街道をゆく_6沖縄・先島への道(司馬遼太郎 著)

眼横鼻直(教員おすすめ図書)
Date:2024.11.01

書名 「街道をゆく_6沖縄・先島への道」
編著者 司馬 遼太郎 著
出版社 朝日新聞社
出版年 1981-1985.5
請求番号 915.6/7-6
Kompass書誌情報

「先生、今どんな本が面白いですか?」読書家らしい学生さんに質問されました。司馬遼太郎(1923-96)の『街道を行く』を愛読していると答えると、「そんな昔の本なんか」と失望した様子で教室を出て行きました。数年前のことです。
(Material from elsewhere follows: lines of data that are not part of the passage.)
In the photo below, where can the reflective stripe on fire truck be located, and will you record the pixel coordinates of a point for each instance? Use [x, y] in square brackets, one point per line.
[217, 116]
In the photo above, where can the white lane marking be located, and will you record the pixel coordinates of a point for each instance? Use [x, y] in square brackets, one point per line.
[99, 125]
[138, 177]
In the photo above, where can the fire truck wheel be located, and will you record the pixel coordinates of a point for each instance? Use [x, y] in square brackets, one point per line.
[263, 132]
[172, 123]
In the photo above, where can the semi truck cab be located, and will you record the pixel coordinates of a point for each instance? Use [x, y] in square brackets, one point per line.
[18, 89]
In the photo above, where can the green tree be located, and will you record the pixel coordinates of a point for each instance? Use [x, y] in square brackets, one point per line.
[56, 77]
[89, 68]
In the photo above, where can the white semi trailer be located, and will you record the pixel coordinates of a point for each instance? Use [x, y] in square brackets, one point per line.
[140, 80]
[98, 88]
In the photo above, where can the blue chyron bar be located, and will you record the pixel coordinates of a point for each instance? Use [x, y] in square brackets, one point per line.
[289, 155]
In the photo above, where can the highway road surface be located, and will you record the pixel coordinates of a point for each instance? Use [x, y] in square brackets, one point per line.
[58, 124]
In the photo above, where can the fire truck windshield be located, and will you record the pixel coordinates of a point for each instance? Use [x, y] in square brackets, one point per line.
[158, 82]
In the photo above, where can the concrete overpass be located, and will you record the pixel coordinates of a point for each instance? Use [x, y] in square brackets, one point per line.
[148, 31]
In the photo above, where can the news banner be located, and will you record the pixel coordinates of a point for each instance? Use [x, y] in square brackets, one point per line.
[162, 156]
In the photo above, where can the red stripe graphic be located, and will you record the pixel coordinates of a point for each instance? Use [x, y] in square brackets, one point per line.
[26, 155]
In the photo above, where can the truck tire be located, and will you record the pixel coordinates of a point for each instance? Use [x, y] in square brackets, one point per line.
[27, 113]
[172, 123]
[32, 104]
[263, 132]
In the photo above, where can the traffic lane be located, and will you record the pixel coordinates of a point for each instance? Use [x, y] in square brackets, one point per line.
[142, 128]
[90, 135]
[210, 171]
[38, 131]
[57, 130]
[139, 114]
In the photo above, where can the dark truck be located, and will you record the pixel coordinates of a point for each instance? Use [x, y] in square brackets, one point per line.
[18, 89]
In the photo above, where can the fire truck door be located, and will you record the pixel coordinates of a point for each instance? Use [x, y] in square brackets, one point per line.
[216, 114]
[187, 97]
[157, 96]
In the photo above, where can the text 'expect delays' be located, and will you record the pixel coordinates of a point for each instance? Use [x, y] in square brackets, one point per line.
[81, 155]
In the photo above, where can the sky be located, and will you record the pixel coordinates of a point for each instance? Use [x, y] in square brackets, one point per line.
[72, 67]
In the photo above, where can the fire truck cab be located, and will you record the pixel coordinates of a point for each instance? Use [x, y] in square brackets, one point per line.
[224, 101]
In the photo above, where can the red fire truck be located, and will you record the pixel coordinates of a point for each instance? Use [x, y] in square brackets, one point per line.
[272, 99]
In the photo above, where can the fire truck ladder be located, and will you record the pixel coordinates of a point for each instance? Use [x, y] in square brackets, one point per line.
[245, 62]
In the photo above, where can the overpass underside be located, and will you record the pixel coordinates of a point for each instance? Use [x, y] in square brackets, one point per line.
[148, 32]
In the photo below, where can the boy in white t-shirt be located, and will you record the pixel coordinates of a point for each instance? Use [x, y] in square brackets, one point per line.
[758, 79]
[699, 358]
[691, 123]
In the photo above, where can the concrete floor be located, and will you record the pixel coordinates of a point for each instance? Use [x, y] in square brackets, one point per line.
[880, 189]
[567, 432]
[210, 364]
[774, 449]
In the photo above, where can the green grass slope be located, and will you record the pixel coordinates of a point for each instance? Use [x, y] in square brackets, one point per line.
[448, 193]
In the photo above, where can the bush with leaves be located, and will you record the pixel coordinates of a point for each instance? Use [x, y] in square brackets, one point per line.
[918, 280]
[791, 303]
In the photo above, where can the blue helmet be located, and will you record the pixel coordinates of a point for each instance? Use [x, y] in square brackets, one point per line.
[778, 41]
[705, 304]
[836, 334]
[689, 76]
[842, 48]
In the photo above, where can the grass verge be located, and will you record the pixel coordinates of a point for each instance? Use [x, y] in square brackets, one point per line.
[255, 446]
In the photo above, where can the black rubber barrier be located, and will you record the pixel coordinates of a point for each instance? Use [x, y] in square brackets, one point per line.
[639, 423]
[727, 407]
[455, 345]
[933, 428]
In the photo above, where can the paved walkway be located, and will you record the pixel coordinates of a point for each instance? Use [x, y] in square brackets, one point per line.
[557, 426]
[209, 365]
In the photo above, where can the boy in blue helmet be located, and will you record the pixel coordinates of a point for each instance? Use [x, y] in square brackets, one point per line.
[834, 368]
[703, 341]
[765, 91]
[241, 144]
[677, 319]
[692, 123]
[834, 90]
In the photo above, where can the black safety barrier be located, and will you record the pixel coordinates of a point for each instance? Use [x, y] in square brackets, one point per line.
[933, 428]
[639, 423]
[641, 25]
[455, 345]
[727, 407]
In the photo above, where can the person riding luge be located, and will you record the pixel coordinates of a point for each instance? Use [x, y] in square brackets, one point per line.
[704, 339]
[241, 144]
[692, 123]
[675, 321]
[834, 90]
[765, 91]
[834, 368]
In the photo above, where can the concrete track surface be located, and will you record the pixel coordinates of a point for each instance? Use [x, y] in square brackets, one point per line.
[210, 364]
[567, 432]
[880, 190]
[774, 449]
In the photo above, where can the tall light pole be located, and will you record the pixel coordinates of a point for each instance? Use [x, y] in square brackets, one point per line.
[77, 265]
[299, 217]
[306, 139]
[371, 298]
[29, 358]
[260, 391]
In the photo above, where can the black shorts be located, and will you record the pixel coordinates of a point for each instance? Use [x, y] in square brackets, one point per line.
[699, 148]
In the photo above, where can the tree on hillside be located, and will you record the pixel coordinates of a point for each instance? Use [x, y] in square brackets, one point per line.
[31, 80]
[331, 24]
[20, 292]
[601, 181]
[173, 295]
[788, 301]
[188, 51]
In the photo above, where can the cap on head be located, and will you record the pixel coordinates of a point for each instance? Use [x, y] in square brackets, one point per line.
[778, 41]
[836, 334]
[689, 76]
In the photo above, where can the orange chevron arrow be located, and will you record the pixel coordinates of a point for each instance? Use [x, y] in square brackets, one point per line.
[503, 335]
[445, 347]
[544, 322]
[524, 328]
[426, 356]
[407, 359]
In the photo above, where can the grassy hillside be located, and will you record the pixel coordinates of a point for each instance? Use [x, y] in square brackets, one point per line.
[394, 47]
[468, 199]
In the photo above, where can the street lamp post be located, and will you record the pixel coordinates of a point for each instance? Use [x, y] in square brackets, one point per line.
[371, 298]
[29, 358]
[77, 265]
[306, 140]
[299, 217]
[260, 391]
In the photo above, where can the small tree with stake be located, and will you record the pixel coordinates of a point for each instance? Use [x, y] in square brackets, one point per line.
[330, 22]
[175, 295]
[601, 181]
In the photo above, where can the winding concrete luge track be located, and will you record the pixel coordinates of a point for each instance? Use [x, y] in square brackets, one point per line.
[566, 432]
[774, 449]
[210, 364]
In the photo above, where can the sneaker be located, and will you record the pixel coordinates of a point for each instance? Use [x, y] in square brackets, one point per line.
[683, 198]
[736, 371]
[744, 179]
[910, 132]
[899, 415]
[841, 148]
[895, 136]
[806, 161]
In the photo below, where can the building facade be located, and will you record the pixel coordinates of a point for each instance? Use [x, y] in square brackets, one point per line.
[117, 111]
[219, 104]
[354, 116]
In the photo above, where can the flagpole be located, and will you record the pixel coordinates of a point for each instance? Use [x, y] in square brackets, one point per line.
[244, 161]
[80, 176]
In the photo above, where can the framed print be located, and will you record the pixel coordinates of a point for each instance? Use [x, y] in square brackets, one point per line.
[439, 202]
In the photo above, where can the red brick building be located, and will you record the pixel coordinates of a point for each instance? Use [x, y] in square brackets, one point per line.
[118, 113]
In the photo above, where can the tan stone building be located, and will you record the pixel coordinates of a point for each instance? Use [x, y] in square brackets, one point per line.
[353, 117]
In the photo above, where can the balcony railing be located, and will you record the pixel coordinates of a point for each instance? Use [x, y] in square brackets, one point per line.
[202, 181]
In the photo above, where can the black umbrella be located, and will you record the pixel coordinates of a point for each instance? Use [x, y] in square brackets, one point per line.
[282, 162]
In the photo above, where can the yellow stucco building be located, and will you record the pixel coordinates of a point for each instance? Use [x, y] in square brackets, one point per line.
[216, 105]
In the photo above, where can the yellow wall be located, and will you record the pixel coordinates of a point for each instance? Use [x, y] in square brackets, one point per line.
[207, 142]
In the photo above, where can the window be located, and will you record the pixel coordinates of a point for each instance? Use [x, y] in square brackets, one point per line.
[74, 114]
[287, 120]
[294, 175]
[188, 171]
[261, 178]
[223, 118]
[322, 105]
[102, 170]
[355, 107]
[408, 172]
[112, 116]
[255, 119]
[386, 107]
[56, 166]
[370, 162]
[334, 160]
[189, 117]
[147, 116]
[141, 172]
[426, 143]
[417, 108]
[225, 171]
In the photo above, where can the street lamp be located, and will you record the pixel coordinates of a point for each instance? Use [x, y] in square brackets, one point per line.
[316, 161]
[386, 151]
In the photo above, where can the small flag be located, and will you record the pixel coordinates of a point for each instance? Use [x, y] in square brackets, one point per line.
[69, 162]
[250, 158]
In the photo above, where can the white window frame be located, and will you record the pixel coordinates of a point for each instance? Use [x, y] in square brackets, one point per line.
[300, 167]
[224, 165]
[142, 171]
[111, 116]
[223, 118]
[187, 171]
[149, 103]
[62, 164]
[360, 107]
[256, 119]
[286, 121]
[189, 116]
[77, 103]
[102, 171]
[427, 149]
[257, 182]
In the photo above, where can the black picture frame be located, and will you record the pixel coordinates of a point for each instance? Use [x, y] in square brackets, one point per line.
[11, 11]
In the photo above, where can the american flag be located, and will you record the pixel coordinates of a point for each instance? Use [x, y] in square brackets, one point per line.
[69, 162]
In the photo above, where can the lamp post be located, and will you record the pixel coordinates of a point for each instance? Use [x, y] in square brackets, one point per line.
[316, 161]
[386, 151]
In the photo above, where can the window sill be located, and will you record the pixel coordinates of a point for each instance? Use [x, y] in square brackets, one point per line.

全43作もある『街道を行く』シリーズには古今東西、老若男女、さまざまな人物が登場しますが、その白眉は「須田画伯」です。須田剋太(1906-90)は本学の祖・道元禅師に強い憧れを抱き、しかし坐禅は組まず、絵画に道元の思想を活かすことに命を賭けています。この独特なキャラクターは、司馬遼太郎の旅に挿絵画家として同行しますが、二人は同じ旅路で全く違う時間を過ごします。その存在がもっとも際立っているのが、この『沖縄・先島への道』です。沖縄の日本復帰から2年後の1974年春、自分を「虚弱」だと思い込んでいる須田画伯は、まるでモンゴルに行くような厚着で空港に現れ、みなを驚かせます。戦争の記憶も生々しい中、那覇では「平静な気持ちで夜をすごせたことがない」と告白する司馬遼太郎は、日本人とは一体何なのかという重い問題を、沖縄の旅を通して考え抜きます。他方、須田画伯は与那国島に渡る空港で、見知らぬ人に道元と抽象絵画の関係性を説いて止みません。相変わらずチグハグな二人なのですが、しかし彼らの問題意識は旅の終わりで見事に重なり合っています。与那国島の墓地を見学中、須田画伯は我慢ができなくなって、野外で用便をします。そのとき、自分の排泄物を、画伯は生まれて初めてその目で見たのでした。

想像より数倍も大きく、「ハブのよう」なそれを見た画伯は、「私は間違っていたのです」と繰り返しながら、「ご自分の生命力に自信を持たれたのか、いきいきとした足取りで、歩きはじめた」と、司馬は書いています。沖縄で本来の自分を見出し、そこに回帰すると言うのは、本書の核心にあるテーマです。先に私は「沖縄の日本復帰」と書きました。その主客を入れ替えること―すなわち日本が沖縄に復帰すること―が出来れば、「虚弱信仰」から解放された与那国島での須田画伯のように、私たちも本当に自由な自分に戻ることができるかもしれない。そのような深遠なる可能性を、本書を通して司馬遼太郎は日本人に示唆しています。

最後にクイズをひとつ。本書『沖縄・先島への道』のなかに一箇所、「駒沢大学」という言葉が出てきます。それは、何ページでしょうか?